İnce bir kamışla su içtiğimiz vakit, kamışın içindeki havayı ağzımızla içimize çekeriz. Bu şekilde yaratılan *boşluk derhal, yukarı doğru çıkan sıvıyla usd. Bu vaka bizlere tabii şeklinde gelir; ama bu durumu iyi mi açıklamalı? Eskiçağ bilginleri bu soruya şöyleki karşılık verirlerdi: Tabiat, boşluktan nefret eder, kısaca boşaltılan havanın yerini kesinlikle bir şey doldurmalıdır. Ama bu bir izah etme değildir.
Atmosfer her şeyi bastırır, sıkıştırır; tıpkı bulunmuş olduğu kabın çeperlerine ve içinde yüzen nesnelerin tümüne tazyik meydana getiren bir sıvı şeklinde. Dalgıçlar birden fazla metre derine dalar dalmaz, derhal su basıncını duyarlar. Hava için de az çok aynı şey söz mevzusudur: stratosferin en yüksek katmanlarına oranla bizler, havanın dibinde, çok derinde sayılırız ve sıfır düzeyde (deniz düzeyi) havanın ağırlığı, cm2’ye 1033 gramlık bir tazyik yapar.
Bir kuyuya daldırılan borudaki hava tulumba ile emilince, atmosfer, borunun içindeki suya tazyik yapmaz olur, ama kuyunun içindeki suya tazyik yapmağa devam eder.
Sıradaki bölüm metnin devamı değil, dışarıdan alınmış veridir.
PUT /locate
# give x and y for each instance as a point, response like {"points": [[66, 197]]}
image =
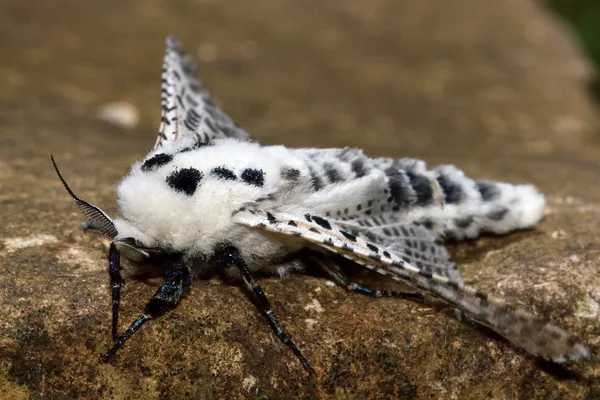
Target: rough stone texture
{"points": [[498, 88]]}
Bu şekilde sıvı, borudan yukarıya doğru itilir. Ve su, 10,30 metrelik bir yüksekliğe ulaşınca, bu sıvı sütununun ağırlığı, havanın kuyu yüzeyine yapmış olduğu basınca eşit hale gelir. Bu iki güç içinde denge kurulur ve su geriye kalan yükselmez.
Barometrenin İcadı
Bu acayip vakası ilk olarak 1643 senesinde, İtalyan bilgini Evangelista Torricelli açıkladı. Torricelli, suyun yerine, ondan on üç buçuk kez daha ağır olan civayı (sıvı maden) koymayı akıl etti, böylelikle sütunun yüksekliği aynı oranda kısalmış oldu. Bu şekilde Torricelli ilk barometreyi gerçekleştirmiş oldu: bir ucu tıkalı ve içi civa dolu cam bir boru. Bu boru başaşağı çevrilip açık ucu gene civayla dolu bir küvete daldırılır. Borudaki civanm bir bölümü küvete akar ve civa sütunu borunun içinde üç aşağı beş yukarı 760 milimetreye kadar iner. O vakit civanın ağırlığı, atmosfer basıncı ile eşdeğer olur.
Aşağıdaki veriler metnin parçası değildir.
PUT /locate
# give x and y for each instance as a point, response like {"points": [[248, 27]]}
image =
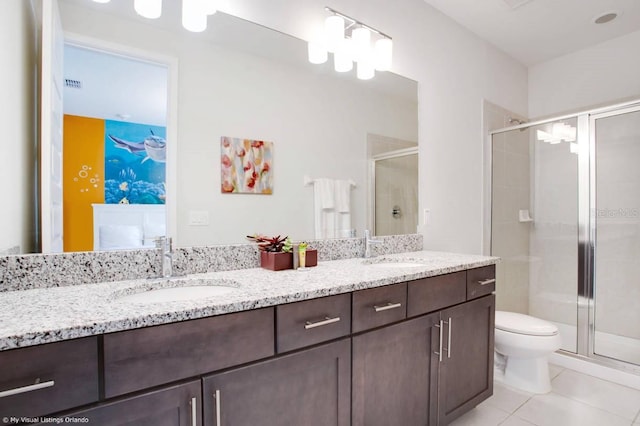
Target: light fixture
{"points": [[350, 41], [151, 9], [194, 12]]}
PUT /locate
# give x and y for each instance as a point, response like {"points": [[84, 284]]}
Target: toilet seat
{"points": [[524, 324]]}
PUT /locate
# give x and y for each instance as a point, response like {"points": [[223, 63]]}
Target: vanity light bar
{"points": [[354, 22], [352, 47]]}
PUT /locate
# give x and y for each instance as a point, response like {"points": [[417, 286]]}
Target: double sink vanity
{"points": [[401, 339]]}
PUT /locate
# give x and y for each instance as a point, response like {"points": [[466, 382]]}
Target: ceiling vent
{"points": [[73, 84], [514, 4]]}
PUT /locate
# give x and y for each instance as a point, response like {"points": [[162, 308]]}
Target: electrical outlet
{"points": [[199, 218]]}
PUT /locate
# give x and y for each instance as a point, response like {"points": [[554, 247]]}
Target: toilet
{"points": [[522, 345]]}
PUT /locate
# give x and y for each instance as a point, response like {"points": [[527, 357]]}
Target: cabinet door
{"points": [[466, 371], [311, 387], [394, 374], [175, 406]]}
Yüksekliğin ölçülmesi ve hava tahmini
Aynı dönemde, Blaise Pascal, yükseld’yi ölçmek için barometreden yararlanmayı düşündü. Atmosferin ağırlığı, borunun içindeki civanın yüksekliğini belirlediğine nazaran, bu yükseklik, bir dağın tepesinde azalacaktır; dağın tepesinde, hava tabakasının yüksekliği deniz düzeyine nazaran daha az olduğundan ağırlığı da daha az olacaktır. Buna nazaran civa. sütununun yüksekliği, hangi yükseltide bulunduğumuzu gösterir: altimetre’nin (yükseltiölçer) esası budur.
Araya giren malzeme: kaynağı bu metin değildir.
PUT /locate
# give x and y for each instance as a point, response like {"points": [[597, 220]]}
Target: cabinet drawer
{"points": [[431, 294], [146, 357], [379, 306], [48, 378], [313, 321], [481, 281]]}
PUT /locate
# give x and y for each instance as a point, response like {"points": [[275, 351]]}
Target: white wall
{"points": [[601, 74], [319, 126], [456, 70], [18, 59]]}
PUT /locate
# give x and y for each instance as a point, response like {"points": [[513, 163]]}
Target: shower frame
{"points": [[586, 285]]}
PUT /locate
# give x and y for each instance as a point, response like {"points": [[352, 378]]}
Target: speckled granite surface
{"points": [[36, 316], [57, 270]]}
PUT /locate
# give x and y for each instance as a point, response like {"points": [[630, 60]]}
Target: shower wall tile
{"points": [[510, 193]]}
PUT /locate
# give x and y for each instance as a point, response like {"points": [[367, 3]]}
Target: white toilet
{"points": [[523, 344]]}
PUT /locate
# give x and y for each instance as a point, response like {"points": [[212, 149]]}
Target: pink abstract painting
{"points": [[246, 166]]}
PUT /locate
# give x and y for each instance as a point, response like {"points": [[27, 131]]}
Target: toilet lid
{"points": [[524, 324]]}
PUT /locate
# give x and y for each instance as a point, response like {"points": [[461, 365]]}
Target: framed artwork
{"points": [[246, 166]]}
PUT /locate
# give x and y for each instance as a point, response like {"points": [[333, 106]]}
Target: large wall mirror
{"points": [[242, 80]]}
Bir süre sonra, atmosferdeki değişmelerin, atmosfer ağırlığını azaltıp çoğaltmakla civa sütununun yüksekliğini değiştirdiği anlaşıldı. Bu şekilde barometre işaretlerine bakılarak hava değişikliği’nin tahmini öğrenilmiş oldu; buna nazaran deniz düzeyinde, 760 milimetre yükseklikteki civa, güzel hava emaresidir. Atmosfer basıncı, havası boşaltılmış kutular olan madenî barometre’lerle de ölçülebilir.